Mais nervoso do que devia estar ao ir encontrar o meu melhor amigo, inclusive o que poderia salvar a vida de Dale consertando seu carro, eu fui até a porta, respirando fundo antes de abri-la.

–Ei. Oi. E aí?

Perguntei, apoiando-me na porta, tentando manter o tom casual. Ele tinha os braços de pele morena cruzados e as sobrancelhas franzidas.

–Já está de volta?

–Já. Já sim. – Limpei a garganta – Teve um... Imprevisto na estrada.

–Um imprevisto?

–É. Uma batida, na verdade.

Seus olhos verdes se arregalaram.

–Você está bem?

–Sim, sim. E a moça do outro carro também. – Estava prestes a dizer que ela estava no meu armário quando me lembrei: Eu a estou ajudando. Então fiz o que um humano faria: Menti. - Eu a levei até a Estação de Cura. Vou até lá amanhã ver como ela está. Mas ela precisa de ajuda para consertar o carro dela. Ela não é daqui, sabe?
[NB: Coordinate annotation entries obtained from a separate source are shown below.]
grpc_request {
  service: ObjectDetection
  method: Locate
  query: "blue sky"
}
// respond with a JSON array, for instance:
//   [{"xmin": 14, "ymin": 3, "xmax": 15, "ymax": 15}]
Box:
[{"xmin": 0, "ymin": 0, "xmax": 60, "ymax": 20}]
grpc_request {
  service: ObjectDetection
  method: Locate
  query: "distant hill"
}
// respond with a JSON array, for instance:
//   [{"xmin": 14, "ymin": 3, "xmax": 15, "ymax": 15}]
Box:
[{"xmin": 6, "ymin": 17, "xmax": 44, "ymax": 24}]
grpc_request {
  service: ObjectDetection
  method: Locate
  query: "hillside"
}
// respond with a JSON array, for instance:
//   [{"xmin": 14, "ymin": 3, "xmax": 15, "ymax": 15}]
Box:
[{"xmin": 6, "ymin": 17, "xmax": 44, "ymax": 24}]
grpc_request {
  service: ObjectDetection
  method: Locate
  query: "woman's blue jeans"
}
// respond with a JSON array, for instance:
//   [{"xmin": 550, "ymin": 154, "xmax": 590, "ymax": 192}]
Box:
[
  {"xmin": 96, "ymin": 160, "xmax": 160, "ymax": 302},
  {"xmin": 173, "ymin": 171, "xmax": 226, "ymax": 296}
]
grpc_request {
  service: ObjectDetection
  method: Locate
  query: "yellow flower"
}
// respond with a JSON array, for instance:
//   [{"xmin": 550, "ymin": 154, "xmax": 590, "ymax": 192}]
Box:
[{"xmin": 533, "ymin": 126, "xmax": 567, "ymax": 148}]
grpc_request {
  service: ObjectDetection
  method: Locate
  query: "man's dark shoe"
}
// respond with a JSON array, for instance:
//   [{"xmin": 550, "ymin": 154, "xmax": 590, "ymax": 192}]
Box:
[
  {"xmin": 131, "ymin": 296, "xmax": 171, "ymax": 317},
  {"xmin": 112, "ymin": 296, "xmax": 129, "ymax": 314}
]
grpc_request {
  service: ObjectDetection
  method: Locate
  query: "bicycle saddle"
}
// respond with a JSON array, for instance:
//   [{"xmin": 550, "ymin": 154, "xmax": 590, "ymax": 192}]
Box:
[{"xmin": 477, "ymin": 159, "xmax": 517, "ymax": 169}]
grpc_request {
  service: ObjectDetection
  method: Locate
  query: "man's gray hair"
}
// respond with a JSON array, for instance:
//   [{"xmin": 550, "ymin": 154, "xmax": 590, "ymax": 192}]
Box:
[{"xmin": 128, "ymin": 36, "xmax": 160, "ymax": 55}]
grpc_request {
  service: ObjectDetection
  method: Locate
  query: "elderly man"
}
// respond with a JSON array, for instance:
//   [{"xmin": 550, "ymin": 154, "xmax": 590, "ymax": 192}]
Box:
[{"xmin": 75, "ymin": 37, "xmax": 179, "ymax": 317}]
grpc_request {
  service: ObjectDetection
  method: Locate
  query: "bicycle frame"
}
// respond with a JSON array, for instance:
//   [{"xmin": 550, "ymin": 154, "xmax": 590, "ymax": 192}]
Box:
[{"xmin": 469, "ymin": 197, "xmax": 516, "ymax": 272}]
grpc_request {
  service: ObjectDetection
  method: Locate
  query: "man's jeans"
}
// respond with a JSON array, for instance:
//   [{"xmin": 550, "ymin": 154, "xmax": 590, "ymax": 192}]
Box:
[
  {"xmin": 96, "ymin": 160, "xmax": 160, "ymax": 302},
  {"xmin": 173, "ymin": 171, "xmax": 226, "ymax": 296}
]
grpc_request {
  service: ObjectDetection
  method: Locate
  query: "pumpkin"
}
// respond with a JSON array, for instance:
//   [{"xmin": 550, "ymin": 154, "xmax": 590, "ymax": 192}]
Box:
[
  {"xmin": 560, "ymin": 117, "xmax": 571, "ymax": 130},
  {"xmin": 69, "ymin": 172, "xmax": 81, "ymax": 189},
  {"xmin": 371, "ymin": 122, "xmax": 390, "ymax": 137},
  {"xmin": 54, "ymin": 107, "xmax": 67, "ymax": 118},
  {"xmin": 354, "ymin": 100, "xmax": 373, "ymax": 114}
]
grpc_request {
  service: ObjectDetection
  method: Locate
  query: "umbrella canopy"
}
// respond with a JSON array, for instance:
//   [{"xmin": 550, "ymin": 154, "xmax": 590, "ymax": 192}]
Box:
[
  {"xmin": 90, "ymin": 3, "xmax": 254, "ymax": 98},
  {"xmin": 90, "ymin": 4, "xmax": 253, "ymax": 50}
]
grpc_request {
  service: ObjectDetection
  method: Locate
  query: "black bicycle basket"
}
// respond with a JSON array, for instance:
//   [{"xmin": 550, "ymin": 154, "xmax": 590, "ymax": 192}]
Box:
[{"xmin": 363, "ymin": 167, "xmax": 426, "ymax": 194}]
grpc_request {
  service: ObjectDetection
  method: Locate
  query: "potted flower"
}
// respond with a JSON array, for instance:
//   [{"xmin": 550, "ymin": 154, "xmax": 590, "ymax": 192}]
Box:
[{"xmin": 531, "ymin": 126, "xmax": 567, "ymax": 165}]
–Claro, claro. Bem, amanhã você me mostra onde está. Foi muito feio?

–Pior para o carro dela. Era um modelo antigo.

–Eu vejo. Mas nada que eu não dê um jeito. Até amanhã, então.

–Até. – Esperei que ele atravessasse meu pequeno gramado, até o chamar de volta - Ei Folhas.

Ele virou-se para mim, curioso.

–Você não precisa ficar me vigiando. Eu juro que estou bem.

Folhas Ocultas sorriu e acenou antes de colocar as mãos nos bolsos e olhar para os dois lados antes de atravessar a rua – embora fosse noite e estivéssemos dentro do condomínio. Fechei a porta e fui até o armário, abrindo a porta.
Dale estava encolhida no canto mais distante, abraçando os joelhos e escondendo o rosto.

–Ei, você pode sair agora. Ele já foi embora.

Ela levantou o rosto e parecia mais assustada do que estive algum tempo atrás, na floresta. Uma de suas mãos foi até o bolso, como se lá guardasse algo que lhe acalmasse. Ela respirou fundo.

–Eu sempre fui péssima em esconde-esconde.

–O que é isso?

–É uma... Deixa para lá. Hum, eu estou cansada. Eu...

–Ah, claro, você pode ficar no quarto de hóspedes. – Estendi a mão para ajudá-la a levantar. Ela olhou para a mão, novamente desconfiada. – Vem, eu te levo lá.

Dale M. Porter

Quando saí do banho, minha roupa tinha desaparecido e em seu lugar havia uma camisola e um roupão. Procurei por toda a parte, mas Trevor havia levado minhas roupas. Praguejei. Devo começar a dar adeus à mim mesma.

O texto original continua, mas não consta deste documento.